L’apparence du vivant Charlotte Bourlard

Humaine taxidermie, dissection dérangeante de nos morbidités et autres fascinations pour de fausses fixités. Roman d’une belle noirceur, tant dans son huis-clos dans un funérarium que dans la société paumée qui l’environne sans tout à fait l’expliquer, L’apparence du vivant fige une forme de folie. Charlotte Bourlard parvient, sans jugement, à en exposer les ressorts, désirs, revanches et les liens ténus, l’amour mortifère, qui y subsistent.
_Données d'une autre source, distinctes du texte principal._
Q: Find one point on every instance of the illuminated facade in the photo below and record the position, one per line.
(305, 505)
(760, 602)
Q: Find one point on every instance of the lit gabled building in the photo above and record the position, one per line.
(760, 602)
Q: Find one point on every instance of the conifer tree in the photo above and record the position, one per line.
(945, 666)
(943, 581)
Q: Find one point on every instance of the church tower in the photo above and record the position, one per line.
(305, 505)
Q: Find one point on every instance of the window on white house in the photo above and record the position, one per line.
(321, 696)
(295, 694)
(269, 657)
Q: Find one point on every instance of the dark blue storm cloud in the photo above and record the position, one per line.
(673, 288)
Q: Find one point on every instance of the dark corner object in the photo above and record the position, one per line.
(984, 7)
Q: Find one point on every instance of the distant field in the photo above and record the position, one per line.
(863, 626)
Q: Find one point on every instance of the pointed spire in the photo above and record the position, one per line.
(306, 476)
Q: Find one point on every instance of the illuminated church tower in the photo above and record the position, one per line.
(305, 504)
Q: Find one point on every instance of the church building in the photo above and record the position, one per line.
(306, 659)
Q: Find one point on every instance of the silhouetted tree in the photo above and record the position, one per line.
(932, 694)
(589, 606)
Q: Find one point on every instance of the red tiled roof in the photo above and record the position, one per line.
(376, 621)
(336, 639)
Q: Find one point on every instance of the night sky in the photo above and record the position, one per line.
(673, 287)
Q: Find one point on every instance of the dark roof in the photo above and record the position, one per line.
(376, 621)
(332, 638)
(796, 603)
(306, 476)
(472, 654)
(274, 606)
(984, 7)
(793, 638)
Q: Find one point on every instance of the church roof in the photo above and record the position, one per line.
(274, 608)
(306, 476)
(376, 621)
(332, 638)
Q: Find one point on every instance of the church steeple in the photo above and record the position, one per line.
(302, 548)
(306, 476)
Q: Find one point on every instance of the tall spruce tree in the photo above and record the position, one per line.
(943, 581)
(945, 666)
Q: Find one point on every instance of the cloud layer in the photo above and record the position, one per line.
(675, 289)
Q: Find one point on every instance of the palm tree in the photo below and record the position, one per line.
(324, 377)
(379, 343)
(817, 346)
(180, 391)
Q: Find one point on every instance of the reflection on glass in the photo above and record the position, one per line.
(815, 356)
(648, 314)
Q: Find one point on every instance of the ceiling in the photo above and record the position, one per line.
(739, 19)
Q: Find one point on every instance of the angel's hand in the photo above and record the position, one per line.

Voici un fort étrange premier roman qui tout à fait pourrait se lire comme un roman noir : l’autrice en maîtrise le meilleur, le rythme et les ellipses pour sans insister suggérer l’horreur, en restituer une forme de logique qu’il serait trop simple de qualifier de maladive. Sans doute d’abord par une narration constamment à hauteur de personnage. Une forme de quasi adhésion à sa narration à la première personne. Une jeune fille un rien paumée, puis de plus en plus quand paraît son passé, trouve refuge dans un funérarium désaffecté ; le roman se fait horrifique. Par des touches imperceptibles, des ajouts d’artifices comme j’imagine on fait dans la taxidermie, Charlotte Bourlard nous fait accepter l’apparence de réalité dans laquelle tout le roman bascule allègrement, avec une certaine alacrité aussi. Pour ne donner qu’un exemple (le plus dur étant de parler de ce livre sans en révéler la formidable intrigue), cette jeune photographe est accueillie par Madame Martin, elle aime prendre en photo des nues de corps vieillissant. Pourquoi pas ? On connaît la capacité de nos sociétés contemporaines à planquer la mort sous le tapis, à en reléguer le spectacle comme si cela suffisait à ce qu’elle n’existe plus, comme si cela n’abolissait le plus certains des liens entre les hommes. L’autrice ne tarde pas à tourner cette fascination au macabre, mais toujours par l’absurdité d’un humour très noir. On s’habitue à tout, même à la présence de morts momifiés. Comme la narratrice, le lecteur s’acclimate avec un plaisir un rien pervers. Ambivalent pour le moins grâce à ses adjuvants que l’on pourrait croire, au départ, anodins : avec madame Martin, la narratrice ne cesse de s’enfiler du sirop. Sucré souvenir d’enfance ? Sans doute surtout moyen le plus économique de parvenir, coupé avec de l’alcool, à la défonce.

Au fond, L’apparence du vivant veut figer une vie plus élégante, veut aussi donner à voir le cradingue rugueux de celle du dehors. Sympa la vie à Lièges. Un putain de piège. Un passé pas glorieux : mère démissionnaire, frère tortionnaire. Reste le refuge dans la putréfaction. L’autrice, heureusement, se garde bien de toutes conclusions : notre société est-elle figée dans des formes mortes, le lecteur éprouve-t-il une fascination pour cette morbide taxidermie ? À vous de voir. L’horreur et ses excès comme révélateurs de cette vie dite ordinaire, de sa perpétuelle épreuve de sens. La narratrice s’enfonce dans l’expérimentation criminelle comme ultime preuve d’amour. On en suit les péripéties avec une coupable délectations.


Un grand merci aux éditions Incute pour l’envoi de ce livre.